Ya en el coche, me contó muchas cosas que yo no sabía sobre Arendal, como ciudad naval. Mencionó una larga lista de años y nombres de grandes veleros, y también me enseñó la diferencia entre goletas, bergantines y barcos de tres mástiles. Me habló de los primeros veleros de Arendal, que navegaron rumbo a América y al Golfo de México. Me dijo además que, el primer barco a vapor que llegó a Noruega, atracó primero en Arendal. Era un velero al que pusieron un motor a vapor y una paletilla. El barco se llamaba Savannah.
Mi viejo había navegado en un petrolero que había sido construido en Hamburgo, propiedad de la naviera Kuhnle de Bergen. El barco pesaba más de 8000 toneladas y tenía una tripulación de 40 hombres.
—Hoy en día los petroleros son mucho más grandes —dijo—. Pero la tripulación se reduce a ocho o diez hombres, ahora todo se realiza con máquinas y tecnología. La vida del marinero ya no es como antes, Hans Thomas. Me refiero a la vida que hacíamos en el mar. En el siglo que viene, habrá unos idiotas sentados en tierra, dirigiéndolo todo a distancia.
Si no le había entendido mal, quería decir que, lo que él llamaba vida de marinero, acabó hace ciento cincuenta años, cuando terminó la era de los veleros.

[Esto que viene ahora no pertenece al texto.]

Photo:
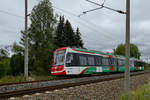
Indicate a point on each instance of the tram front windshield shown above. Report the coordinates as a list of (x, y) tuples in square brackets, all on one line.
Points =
[(59, 58)]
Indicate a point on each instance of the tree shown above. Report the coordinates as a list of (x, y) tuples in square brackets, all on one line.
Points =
[(41, 42), (16, 48), (79, 42), (3, 53), (17, 64), (5, 67), (134, 51)]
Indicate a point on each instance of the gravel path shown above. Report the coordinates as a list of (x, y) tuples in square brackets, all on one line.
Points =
[(109, 90)]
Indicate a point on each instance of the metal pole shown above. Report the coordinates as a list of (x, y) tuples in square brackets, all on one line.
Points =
[(127, 69), (26, 43)]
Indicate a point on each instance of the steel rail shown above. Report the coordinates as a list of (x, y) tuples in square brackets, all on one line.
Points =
[(75, 82)]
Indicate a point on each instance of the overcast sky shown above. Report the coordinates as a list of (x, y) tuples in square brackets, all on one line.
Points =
[(101, 30)]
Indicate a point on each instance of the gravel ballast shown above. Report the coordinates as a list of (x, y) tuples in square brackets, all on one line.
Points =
[(107, 90)]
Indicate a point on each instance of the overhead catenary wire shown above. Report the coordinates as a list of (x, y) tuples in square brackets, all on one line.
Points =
[(12, 14)]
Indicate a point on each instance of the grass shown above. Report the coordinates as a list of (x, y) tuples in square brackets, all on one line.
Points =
[(20, 78), (142, 93)]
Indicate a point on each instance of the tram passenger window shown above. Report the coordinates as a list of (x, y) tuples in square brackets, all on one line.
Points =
[(71, 59), (98, 61), (83, 60), (91, 61), (121, 62), (114, 61), (105, 61)]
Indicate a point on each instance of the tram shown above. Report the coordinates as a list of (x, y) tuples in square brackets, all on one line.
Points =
[(76, 61)]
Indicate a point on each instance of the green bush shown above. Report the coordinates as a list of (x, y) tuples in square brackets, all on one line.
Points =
[(142, 93)]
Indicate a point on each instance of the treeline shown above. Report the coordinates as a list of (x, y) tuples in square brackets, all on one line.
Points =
[(46, 33)]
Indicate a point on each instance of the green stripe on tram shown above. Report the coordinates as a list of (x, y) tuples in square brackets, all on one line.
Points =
[(90, 70), (84, 50)]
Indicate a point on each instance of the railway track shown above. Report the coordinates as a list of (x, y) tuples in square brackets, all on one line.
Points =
[(41, 86)]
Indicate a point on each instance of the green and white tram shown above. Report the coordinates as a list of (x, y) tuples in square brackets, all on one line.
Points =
[(75, 61)]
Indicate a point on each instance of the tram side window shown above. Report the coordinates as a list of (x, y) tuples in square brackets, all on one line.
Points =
[(98, 61), (83, 60), (132, 63), (71, 59), (121, 62), (105, 61), (91, 61)]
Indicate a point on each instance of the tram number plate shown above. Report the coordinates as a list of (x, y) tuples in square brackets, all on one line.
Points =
[(99, 69)]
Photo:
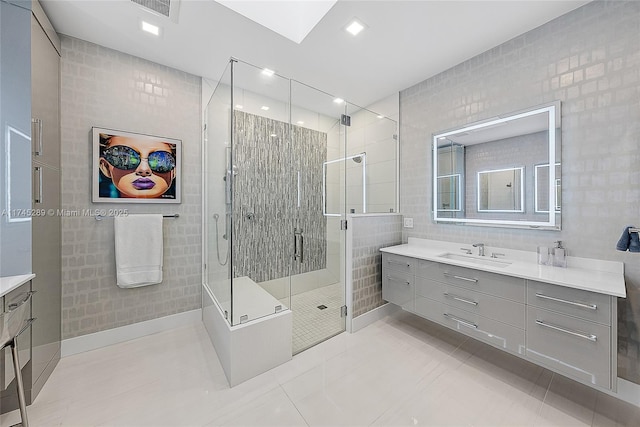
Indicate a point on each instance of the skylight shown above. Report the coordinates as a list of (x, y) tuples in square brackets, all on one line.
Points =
[(291, 19)]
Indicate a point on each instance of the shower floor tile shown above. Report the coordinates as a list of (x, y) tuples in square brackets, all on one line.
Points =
[(311, 324)]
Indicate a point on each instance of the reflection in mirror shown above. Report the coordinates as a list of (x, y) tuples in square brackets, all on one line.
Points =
[(501, 190), (495, 162), (449, 193), (542, 183)]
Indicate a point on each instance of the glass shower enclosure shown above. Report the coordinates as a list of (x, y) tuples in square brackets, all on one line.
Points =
[(279, 181)]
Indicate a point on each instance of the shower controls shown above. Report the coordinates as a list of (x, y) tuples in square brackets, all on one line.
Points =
[(298, 245)]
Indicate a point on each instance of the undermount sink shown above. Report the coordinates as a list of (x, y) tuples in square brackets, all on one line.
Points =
[(489, 262)]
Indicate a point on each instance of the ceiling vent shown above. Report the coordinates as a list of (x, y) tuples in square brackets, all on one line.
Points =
[(168, 8)]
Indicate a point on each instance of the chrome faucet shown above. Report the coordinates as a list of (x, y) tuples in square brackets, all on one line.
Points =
[(480, 247)]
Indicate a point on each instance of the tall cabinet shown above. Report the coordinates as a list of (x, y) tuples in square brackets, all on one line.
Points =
[(46, 244), (15, 176)]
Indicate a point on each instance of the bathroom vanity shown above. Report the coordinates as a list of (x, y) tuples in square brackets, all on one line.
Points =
[(564, 319)]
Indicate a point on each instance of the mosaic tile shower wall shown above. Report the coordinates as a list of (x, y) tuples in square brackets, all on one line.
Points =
[(266, 207)]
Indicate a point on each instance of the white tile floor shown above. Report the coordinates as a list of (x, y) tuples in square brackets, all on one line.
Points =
[(398, 371), (311, 324)]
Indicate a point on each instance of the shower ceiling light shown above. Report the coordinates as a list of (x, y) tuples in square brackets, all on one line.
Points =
[(355, 27)]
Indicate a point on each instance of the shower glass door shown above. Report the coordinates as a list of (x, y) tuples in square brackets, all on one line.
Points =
[(270, 244), (318, 266)]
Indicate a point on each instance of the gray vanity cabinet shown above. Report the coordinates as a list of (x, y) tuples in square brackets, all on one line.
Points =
[(8, 395), (398, 280), (471, 301), (570, 331)]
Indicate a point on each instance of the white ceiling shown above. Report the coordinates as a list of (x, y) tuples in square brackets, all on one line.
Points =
[(405, 42)]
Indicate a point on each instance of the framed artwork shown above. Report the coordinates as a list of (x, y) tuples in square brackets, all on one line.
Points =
[(135, 168)]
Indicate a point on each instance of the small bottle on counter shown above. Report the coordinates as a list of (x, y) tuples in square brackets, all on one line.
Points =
[(559, 255)]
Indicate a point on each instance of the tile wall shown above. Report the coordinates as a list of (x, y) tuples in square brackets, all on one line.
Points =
[(370, 233), (105, 88), (589, 59)]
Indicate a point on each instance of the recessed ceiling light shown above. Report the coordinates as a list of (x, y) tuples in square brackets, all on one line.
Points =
[(150, 28), (355, 27)]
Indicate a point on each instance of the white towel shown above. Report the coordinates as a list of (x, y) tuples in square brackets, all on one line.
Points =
[(138, 240)]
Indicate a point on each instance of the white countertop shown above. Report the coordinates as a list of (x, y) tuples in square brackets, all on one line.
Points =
[(9, 283), (605, 277)]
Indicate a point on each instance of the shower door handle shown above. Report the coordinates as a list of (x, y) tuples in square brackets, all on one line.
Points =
[(298, 245)]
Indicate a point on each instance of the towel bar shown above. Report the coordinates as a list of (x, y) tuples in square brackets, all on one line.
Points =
[(99, 217)]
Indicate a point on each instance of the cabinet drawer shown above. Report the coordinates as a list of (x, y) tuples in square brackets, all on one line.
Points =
[(479, 327), (399, 263), (574, 302), (500, 309), (398, 288), (576, 347), (489, 283)]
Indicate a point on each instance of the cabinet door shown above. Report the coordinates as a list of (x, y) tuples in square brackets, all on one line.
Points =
[(399, 263), (573, 302), (47, 267), (497, 334), (573, 346), (15, 136), (398, 288), (45, 97)]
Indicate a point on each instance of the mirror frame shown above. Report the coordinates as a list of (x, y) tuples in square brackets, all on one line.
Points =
[(553, 124)]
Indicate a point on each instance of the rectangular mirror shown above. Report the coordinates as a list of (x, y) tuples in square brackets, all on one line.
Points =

Mientras mi viejo hablaba de la vida en el mar, saqué una baraja, separé del dos al diez de tréboles, y los coloqué a mi lado sobre el asiento trasero del coche.
¿Por qué todos los enanos de la isla mágica tenían tréboles en la espalda? ¿Quiénes eran y de dónde venían? ¿Se encontraría Hans el Panadero a alguien con quien poder hablar en el país al que había llegado? Mi cabeza estaba llena de preguntas sin respuesta.
Dos de Tréboles había dicho además algo que no podía olvidar:
«El pez de colores no revela el secreto de la isla, pero sí el panecillo». ¿Podría tratarse del pez de colores del panadero de Dorf? Y el panecillo, ¿podría ser el panecillo que me habían dado en Dorf?, pues Cinco de Tréboles había dicho que «el panadero esconde los tesoros de la isla mágica». ¿Pero cómo era posible que esos enanos que Hans el Panadero había conocido a mediados del siglo pasado pudiesen saber algo de eso? Durante muchos kilómetros, mi viejo fue silbando canciones que había aprendido cuando era marinero. Yo aproveché para coger el libro del panecillo y continuar la lectura.